Viele sind berufen, wenige sind auserwählt

Wohl dem, der sein Leben am Reißbrett geplant hat. Der junge Mensch aber schlägt Volten, er geht Umwege, verläuft sich. Neben der Karriereplanung steht in der Schulzeit auch die Pubertät auf dem Stundenplan. Wer Abiturienten rät, sie hätten auf das Medizinstudium hinarbeiten müssen, der übersieht, dass viele von ihnen nicht frühzeitig um ihre Begabungen wissen. Warum sollte Spätberufenen der Weg ins Studium also verwehrt bleiben, wenn sie sich fachlich eignen? Dass das Bundesverfassungsgericht auch andere Kompetenzen verlangt als eine gute Abiturnote, ist richtig: Ein guter Abiturient muss kein guter Arzt werden.

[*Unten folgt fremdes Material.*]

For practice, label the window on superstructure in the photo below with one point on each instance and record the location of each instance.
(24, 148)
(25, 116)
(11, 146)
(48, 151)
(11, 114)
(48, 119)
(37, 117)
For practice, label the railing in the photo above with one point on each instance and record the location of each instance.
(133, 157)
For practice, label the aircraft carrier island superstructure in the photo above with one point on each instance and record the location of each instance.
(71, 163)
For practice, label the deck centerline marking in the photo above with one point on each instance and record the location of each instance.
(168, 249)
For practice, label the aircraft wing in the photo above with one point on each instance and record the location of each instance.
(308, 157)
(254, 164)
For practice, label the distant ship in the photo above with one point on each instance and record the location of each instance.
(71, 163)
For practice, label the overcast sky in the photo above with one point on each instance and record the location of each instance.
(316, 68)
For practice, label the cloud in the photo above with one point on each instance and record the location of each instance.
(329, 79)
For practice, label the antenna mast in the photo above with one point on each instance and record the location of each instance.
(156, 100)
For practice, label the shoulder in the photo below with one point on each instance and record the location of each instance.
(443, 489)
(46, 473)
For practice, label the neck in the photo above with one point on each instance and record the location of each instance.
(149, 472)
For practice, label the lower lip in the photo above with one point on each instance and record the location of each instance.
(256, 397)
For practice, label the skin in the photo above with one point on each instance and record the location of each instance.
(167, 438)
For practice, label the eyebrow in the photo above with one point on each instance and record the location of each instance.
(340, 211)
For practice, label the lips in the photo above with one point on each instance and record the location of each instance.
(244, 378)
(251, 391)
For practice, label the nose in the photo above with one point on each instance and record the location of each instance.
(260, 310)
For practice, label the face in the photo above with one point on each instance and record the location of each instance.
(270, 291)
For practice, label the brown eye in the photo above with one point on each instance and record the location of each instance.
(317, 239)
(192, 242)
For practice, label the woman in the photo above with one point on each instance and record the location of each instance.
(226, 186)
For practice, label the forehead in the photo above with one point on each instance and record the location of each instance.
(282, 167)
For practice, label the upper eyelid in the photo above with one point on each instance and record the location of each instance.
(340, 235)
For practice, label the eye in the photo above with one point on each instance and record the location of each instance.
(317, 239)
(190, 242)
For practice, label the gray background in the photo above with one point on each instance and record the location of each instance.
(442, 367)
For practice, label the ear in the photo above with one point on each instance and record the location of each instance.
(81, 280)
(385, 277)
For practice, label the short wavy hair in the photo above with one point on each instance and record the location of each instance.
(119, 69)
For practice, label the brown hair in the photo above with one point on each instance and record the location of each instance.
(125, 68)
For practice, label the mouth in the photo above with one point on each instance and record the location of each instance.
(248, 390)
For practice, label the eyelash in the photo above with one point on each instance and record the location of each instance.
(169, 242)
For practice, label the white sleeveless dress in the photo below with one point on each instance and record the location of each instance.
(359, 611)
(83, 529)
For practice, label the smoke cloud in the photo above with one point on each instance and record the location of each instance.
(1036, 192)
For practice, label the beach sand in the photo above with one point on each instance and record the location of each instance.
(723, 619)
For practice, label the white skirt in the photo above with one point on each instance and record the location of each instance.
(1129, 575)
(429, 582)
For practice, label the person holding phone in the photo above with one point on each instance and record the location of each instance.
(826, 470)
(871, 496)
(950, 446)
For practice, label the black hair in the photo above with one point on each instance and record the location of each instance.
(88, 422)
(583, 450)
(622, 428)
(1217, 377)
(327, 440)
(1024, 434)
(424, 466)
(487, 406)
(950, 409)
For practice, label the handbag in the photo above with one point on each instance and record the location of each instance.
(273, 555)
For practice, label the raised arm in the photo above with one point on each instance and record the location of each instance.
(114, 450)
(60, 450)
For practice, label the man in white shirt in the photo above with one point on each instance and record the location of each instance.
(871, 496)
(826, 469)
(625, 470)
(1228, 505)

Mediziner brauchen Empathie, und die fließt nicht mit in den Abischnitt ein.

Viele sind berufen, wenige sind auserwählt
Foto: Ekkehart Malz

Die Reform der Studienplatzvergabe ist überfällig, der Gesetzgeber hätte längst aktiv werden können. Jetzt hat er zwei Jahre lang Zeit, einen großen Wurf zu planen. Er wird vor allem eine Antwort auf die Frage finden müssen, wieso auf dem Land so viele Ärzte fehlen, obwohl mehr als 40.000 junge Menschen Mediziner werden möchten. Im Evangelium nach Matthäus heißt es: "Denn viele sind berufen, wenige sind auserwählt." Das wird so bleiben, aber es wird endlich gerechter dabei zugehen.